Feeling REALLY BLAH tonight. I need to talk it out, and I'm choosing relationship forum, because it has to do some with dating, and also I feel my blahness is affecting my motivation to keep commitments. I REALLY don't want to go to church tomorrow. It's a cloud over my head like "Noooooo." I do want to go to meditation before church. But I'm so not into church lately. I signed up to do coffee hour cleanup with someone else, after church, and I feel like SUCH an asshole because I may not do it. Just the thought of it is really hard. I know it sounds weird. I wanted to get more involved there, but...UGH. I did message the woman I'm supposed to be helping out alongside how I'm feeling. So I'll see. I wish I could just push myself. I'm not like that though.
So thats one issue. The next issue, is I have been talking to a guy I haven't met yet, from a dating site, and he is just looking for sex. He is separated from his wife since over the summer. He is a college professor. He is real. I looked him up. He is nice. He is not going to push me to have sex. We are just going to meet sometime next week. I have been really really hot and cold about that though. I told him I wouldn't. then I said I changed my mind. But I feel icky about it. Because he's intelligent like me. And I may like him. And I don't want to get attached. And if we have sex and I like him, and the sex, then I will get attached. And then hurt. And I am really sensitive about changes in my environment. Even new people. And something about this feels wrong and icky. Even though I'm super curious about the situation, and flattered that he likes me.
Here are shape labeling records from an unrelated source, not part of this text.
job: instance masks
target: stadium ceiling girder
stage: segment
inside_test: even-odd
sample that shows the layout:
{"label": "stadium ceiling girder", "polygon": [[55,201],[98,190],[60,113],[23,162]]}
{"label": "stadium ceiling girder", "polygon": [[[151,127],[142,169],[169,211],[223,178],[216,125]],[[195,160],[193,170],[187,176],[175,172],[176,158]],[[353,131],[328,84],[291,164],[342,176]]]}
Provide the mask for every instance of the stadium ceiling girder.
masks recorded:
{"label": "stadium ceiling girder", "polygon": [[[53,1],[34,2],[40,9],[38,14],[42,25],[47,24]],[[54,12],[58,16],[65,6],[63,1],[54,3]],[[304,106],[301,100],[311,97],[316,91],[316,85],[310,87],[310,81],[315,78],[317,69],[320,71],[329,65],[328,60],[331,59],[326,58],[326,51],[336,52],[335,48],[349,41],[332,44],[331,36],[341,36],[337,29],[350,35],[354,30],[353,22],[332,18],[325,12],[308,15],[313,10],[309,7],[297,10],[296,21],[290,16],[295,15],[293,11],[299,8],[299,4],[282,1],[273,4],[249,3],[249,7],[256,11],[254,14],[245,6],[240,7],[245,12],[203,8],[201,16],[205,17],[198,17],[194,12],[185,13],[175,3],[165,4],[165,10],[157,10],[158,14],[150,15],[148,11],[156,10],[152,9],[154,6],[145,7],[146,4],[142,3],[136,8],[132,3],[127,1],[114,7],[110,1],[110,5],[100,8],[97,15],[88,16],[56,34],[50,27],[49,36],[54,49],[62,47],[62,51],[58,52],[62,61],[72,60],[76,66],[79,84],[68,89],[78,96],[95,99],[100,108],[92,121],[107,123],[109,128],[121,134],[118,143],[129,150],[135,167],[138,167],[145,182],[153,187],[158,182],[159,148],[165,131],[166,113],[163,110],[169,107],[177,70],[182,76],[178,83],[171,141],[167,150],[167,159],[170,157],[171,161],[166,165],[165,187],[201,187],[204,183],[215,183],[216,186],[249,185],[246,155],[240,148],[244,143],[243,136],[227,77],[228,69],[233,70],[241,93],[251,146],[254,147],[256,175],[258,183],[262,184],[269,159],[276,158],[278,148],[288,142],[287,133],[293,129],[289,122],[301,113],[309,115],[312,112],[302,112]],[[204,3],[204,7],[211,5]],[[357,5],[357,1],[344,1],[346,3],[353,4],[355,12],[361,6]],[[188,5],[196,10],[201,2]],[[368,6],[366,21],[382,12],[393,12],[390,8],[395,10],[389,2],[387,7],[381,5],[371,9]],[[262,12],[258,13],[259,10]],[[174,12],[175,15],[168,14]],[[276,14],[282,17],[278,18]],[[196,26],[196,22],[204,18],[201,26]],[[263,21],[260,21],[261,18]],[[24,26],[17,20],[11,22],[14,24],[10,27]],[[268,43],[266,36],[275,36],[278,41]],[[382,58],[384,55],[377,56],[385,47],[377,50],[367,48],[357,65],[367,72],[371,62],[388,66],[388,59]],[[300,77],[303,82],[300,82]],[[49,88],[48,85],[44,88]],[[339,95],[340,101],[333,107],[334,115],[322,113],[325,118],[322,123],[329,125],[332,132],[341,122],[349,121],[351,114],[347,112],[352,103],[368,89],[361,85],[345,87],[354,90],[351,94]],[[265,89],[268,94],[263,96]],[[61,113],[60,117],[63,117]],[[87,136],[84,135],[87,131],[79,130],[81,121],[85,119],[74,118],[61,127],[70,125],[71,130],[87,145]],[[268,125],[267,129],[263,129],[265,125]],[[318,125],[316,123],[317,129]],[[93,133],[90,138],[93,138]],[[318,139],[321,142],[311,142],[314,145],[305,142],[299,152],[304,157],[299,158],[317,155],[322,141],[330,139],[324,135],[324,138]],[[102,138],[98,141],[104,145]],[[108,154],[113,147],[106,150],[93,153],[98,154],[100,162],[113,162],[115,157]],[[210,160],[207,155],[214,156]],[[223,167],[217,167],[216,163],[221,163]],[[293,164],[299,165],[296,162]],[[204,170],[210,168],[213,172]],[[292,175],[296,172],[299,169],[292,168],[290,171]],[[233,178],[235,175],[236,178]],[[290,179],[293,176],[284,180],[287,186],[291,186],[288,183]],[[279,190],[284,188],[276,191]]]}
Please, no sex / slut shaming, ok. I see NOTHING wrong with a woman having sex and hooking up. The problem I have is, I don't want to. And I'm kind of scared to say that to him. Like, I changed my mind again. I don't even know if I changed my mind. I want to meet him. But I am not enjoying the way I'm feeling tonight, thinking about it. We may not even have sex. Just meet for coffee, and talk. He's fine with that. Also, please don't talk down about this guy that you do not know because I don't know him either and don't have a fully formed opinion. I'm just looking for advice and support, and an answer of some sort.
If somebody asked me "What do you want to do, KnitChick?" I'd say "I want to meet this guy maybe. But I don't like the way I feel right now. And I don't think I'm going to go to church tomorrow. I'm not going to go. And depending what that woman says, I may not help out after coffee either." I still want / need advice and someone to talk to about this though!!!